Purpose

The tbx Ruby gem allows you to parse, manipulate, and serialize TBX (TermBase eXchange) documents as defined by ISO 30042:2019.

TBX is an international standard for representing structured terminological data in XML. This library provides complete coverage of the TBX core structure, including:

  • DCA (Data Category Archive) style — standard TBX element names with type attributes (e.g., <descrip type="definition">)

  • DCT (Data Category Tagging) style — module-namespaced elements (e.g., <basic:definition>) (planned)

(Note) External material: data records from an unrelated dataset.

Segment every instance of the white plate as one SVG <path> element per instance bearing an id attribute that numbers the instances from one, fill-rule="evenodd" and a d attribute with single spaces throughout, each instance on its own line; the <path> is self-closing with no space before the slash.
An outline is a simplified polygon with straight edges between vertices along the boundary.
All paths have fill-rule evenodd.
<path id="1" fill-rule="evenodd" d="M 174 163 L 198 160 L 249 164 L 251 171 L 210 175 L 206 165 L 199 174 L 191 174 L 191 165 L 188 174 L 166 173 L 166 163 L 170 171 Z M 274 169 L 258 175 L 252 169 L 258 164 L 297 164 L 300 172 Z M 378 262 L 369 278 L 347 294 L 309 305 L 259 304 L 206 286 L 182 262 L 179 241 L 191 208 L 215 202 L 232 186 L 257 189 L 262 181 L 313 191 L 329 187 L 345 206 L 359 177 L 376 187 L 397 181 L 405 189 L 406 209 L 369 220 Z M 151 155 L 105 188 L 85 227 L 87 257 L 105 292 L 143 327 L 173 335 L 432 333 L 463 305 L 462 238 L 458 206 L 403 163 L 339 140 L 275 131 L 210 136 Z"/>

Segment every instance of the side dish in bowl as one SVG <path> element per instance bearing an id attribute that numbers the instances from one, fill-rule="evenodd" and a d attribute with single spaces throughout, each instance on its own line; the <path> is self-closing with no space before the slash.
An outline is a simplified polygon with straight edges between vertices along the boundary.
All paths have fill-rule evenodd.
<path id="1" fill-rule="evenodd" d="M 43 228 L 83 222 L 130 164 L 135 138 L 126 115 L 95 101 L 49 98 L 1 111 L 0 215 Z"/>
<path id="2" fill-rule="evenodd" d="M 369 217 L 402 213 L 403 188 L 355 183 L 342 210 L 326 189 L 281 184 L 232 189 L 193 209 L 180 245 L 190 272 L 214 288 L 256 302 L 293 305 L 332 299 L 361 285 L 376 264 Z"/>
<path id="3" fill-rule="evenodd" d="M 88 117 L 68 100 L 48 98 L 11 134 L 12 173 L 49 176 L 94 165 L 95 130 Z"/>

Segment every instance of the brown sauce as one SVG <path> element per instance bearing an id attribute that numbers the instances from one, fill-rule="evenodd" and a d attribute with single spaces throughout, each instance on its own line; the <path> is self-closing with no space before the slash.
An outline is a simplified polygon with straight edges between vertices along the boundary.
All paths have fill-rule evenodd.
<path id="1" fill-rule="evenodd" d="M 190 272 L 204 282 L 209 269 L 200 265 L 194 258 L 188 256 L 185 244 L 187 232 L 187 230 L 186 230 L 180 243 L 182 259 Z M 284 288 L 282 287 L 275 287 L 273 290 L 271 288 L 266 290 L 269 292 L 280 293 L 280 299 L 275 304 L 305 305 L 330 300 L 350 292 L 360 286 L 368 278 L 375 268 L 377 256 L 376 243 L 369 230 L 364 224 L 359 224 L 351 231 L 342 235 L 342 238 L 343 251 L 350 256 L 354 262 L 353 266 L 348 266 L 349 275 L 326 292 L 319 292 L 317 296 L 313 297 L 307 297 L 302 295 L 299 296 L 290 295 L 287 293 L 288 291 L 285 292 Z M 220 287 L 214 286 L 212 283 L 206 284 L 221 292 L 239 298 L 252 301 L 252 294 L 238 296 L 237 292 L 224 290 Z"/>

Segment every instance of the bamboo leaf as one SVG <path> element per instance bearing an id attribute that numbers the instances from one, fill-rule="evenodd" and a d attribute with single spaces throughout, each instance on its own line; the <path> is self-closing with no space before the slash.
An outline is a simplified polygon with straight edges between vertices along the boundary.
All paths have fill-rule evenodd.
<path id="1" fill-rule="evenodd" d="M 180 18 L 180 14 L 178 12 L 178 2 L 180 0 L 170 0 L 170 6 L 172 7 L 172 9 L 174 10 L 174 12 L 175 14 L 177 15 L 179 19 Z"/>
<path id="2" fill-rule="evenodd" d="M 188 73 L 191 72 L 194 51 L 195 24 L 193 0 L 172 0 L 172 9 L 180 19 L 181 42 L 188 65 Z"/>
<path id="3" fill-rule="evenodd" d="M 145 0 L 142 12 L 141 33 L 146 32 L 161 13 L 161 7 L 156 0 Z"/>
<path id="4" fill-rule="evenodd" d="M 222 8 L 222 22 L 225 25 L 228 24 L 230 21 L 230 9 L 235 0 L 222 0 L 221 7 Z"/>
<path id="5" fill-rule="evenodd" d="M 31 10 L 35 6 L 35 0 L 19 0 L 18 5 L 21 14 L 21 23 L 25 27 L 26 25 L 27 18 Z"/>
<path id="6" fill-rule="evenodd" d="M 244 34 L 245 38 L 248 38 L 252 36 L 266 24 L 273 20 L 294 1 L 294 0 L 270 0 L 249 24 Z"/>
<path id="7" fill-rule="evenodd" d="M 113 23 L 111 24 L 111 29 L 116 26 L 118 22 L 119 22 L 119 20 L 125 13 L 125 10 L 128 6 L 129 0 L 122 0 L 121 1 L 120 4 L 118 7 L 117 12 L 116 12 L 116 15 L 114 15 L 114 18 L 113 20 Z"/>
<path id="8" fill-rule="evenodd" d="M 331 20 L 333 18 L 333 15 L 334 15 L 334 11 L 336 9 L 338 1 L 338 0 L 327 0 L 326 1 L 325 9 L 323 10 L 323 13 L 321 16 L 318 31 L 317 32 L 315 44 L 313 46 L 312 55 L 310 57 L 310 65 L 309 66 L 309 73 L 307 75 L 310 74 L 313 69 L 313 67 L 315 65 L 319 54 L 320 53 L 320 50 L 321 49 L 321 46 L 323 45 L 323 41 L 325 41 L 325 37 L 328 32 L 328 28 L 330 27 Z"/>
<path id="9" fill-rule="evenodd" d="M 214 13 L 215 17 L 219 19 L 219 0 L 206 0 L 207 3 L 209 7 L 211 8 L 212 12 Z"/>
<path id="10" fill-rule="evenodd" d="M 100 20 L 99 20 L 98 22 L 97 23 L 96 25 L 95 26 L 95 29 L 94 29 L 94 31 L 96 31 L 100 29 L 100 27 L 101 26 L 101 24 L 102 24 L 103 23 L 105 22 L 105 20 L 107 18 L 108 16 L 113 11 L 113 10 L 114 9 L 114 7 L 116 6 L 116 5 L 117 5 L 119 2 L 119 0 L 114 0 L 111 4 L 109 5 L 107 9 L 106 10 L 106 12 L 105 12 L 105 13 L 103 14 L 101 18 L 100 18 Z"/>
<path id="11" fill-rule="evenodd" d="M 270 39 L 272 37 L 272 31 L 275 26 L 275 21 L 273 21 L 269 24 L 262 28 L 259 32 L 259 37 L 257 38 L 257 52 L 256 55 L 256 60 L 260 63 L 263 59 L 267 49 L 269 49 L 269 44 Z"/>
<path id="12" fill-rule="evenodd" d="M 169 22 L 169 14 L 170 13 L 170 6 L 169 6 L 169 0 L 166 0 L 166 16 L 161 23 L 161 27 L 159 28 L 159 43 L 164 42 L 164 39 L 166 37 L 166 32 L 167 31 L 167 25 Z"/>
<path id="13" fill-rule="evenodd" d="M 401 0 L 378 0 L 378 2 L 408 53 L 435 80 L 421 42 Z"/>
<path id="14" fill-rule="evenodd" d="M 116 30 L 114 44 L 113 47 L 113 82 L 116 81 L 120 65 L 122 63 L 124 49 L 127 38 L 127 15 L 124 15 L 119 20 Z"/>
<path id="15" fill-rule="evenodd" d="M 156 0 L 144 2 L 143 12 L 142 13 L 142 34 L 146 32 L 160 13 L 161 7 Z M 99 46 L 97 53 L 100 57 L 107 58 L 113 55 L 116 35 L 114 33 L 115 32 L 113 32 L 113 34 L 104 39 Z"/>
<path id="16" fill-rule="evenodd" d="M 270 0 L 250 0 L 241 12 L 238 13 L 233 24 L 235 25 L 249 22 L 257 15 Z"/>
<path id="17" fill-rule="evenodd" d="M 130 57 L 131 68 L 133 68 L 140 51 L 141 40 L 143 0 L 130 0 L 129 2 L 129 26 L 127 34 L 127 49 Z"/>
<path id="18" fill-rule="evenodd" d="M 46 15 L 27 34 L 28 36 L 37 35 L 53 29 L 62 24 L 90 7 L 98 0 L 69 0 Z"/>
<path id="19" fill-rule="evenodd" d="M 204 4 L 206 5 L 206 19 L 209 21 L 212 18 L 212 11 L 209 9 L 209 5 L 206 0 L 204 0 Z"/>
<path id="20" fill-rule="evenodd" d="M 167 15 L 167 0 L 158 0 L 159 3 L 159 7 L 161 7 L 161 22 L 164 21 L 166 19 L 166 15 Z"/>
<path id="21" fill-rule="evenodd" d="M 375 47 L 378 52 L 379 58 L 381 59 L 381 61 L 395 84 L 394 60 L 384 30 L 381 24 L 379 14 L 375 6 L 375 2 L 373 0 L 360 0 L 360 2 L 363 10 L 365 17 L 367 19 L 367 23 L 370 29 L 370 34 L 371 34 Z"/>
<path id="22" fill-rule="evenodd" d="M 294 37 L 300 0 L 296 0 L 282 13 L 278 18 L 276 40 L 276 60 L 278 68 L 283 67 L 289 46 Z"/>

The library is built on lutaml-model for declarative XML serialization.

Note
This is a work-in-progress.

Installation

Install the gem and add to the application’s Gemfile:

bundle add tbx

Or install directly:

gem install tbx

Usage

require 'tbx'

# Parse a TBX file
doc = IO.read('spec/fixtures/TBX_test_files/min_good.tbx')
tbx = Tbx::Document.from_xml(doc)

# Access document metadata
tbx.type          # => "TBX-Min"
tbx.style         # => "dca"
tbx.lang          # => "en"

# Access header
tbx.tbx_header.file_desc.source_desc.p.first.content.join
# => "TBX file, created via MultiTerm Export"

# Navigate concept entries
entry = tbx.text.body.concept_entry.first
entry.id                           # => "c1"
entry.lang_sec.first.lang          # => "en"
entry.lang_sec.first.term_sec.first.term.content.join
# => "open cluster"

# Serialize back to XML
puts tbx.to_xml(pretty: true)
# => round-tripped TBX document

API

# Parse
tbx = Tbx::Document.from_xml(xml_string)

# Access elements
tbx.tbx_header.file_desc.source_desc
tbx.text.body.concept_entry.each do |entry|
  entry.lang_sec.each do |lang|
    lang.term_sec.each do |ts|
      puts ts.term.content.join
    end
  end
end

# Serialize back
tbx.to_xml
tbx.to_xml(pretty: true, declaration: true, encoding: "utf-8")

Using TYPES and VALUES constants

Each data-category element class exposes TYPES (permitted @type values) and VALUES (permitted picklist values) constants composed from the TBX module definitions:

# Permitted termNote types across all modules
Tbx::TermNote::TYPES
# => { administrative_status: "administrativeStatus", part_of_speech: "partOfSpeech",
#      geographical_usage: "geographicalUsage", grammatical_gender: "grammaticalGender",
#      term_location: "termLocation", term_type: "termType",
#      grammatical_number: "grammaticalNumber", register: "register",
#      transfer_comment: "transferComment" }

# Picklist values for a specific type
Tbx::TermNote::VALUES[:grammatical_gender]
# => { masculine: "masculine", feminine: "feminine", neuter: "neuter", other: "other" }

# Admin types from all modules
Tbx::Admin::TYPES
# => { customer_subset: "customerSubset", project_subset: "projectSubset",
#      source: "source", reading: "reading" }

# Descrip types
Tbx::Descrip::TYPES
# => { subject_field: "subjectField", context: "context", definition: "definition" }

# Hi types from core RNG
Tbx::Hi::TYPES
# => { entailed_term: "entailedTerm", hotkey: "hotkey", italics: "italics",
#      bold: "bold", superscript: "superscript", subscript: "subscript", math: "math" }

# Create validated elements using constants
note = Tbx::TermNote.new(
  type: Tbx::TermNote::TYPES[:part_of_speech],
  content: [Tbx::TermNote::VALUES[:part_of_speech][:noun]],
)

Supported TBX elements

Structural elements (TBXcoreStructV03.rng)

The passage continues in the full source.